The number of Scots monkeypox cases has tripled in less than two weeks as the virus spreads across the UK.
Another patient was confirmed to have caught the disease in Scotland bringing the total to 12 – three times as many reported on May 30.
The UK Health Security Agency (UKHSA) has detected a total of 366 cases across the country.
Close contacts of the cases are being identified, traced and provided with health information, advice and, where appropriate, a vaccine – Public Health Scotland said.
The majority of cases are adults known to be gay, bisexual, or other men who have sex with men (GBMSM) and report recent European travel within 21 days of symptom onset, PHS said.
Medics said investigations continue but currently no single factor or exposure that links the cases has been identified.

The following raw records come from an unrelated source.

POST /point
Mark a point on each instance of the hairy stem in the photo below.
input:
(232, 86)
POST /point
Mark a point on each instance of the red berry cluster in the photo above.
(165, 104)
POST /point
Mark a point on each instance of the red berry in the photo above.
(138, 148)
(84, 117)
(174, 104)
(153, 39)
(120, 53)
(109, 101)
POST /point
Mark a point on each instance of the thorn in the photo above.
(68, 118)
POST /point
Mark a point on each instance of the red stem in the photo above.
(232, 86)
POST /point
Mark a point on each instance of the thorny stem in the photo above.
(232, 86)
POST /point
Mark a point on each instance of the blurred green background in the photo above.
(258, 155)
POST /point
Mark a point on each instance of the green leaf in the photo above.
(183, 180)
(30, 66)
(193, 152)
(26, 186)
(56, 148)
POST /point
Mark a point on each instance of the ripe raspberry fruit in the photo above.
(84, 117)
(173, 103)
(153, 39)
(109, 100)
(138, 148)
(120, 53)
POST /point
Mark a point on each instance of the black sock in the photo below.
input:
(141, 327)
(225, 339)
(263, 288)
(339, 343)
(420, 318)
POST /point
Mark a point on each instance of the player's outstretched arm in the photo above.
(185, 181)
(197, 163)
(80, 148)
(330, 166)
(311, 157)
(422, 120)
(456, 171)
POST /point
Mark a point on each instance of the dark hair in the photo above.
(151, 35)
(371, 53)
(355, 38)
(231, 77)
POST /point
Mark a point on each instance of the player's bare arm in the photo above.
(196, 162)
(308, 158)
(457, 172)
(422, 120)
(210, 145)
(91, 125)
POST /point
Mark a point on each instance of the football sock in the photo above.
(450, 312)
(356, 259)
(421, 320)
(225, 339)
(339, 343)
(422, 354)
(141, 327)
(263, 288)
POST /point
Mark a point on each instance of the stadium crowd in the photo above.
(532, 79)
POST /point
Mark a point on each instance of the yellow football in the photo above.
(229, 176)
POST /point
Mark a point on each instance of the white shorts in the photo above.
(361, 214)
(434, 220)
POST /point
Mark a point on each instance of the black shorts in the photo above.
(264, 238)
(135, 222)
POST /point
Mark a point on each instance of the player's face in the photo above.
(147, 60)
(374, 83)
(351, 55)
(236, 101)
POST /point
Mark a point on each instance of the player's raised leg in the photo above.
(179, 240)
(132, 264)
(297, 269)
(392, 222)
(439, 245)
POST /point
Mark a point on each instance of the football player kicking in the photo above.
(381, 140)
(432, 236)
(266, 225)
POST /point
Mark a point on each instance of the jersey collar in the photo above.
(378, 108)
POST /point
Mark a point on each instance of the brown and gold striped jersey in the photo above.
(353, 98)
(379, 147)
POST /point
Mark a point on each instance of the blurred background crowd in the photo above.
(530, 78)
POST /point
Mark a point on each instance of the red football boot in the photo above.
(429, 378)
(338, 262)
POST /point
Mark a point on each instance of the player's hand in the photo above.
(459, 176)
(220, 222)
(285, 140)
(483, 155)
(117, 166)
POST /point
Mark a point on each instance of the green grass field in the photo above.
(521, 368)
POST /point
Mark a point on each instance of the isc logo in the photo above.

The UKHSA has described the outbreak as “significant and concerning” but insisted the risk to the population overall remains low.
Monkeypox is almost nothing like Covid. Related to smallpox, it does not spread or mutate as easily.
But anyone can get monkeypox, particularly if you have had close contact, including sexual contact, with an individual with symptoms.
There are currently 348 confirmed cases in England, two in Northern Ireland and four in Wales.
Anyone who has been in close contact, including sexual contact, with someone who has or might have monkeypox – even if they’ve not been tested yet – in the past three weeks has been urged to contact a sexual health clinic if they have a rash with blisters.
Anyone with the rash that has been to West or Central Africa in the past 21 days is asked to do the same.
What are the symptoms?
Initial symptoms of monkeypox include:
- fever or high temperature
- muscle aches
- swollen lymph nodes
- rash usually appears one to five days after the first symptoms
A blister-like rash or small number of blister-like sores can develop, often beginning on the face, then spreading to other parts of the body, including the genital area.
The rash changes and goes through different stages, before finally forming a scab, which typically falls off over the course of a couple of weeks.
Individuals are infectious from the point symptoms start until all the scabs fall off.
During this time close contact with others must be avoided.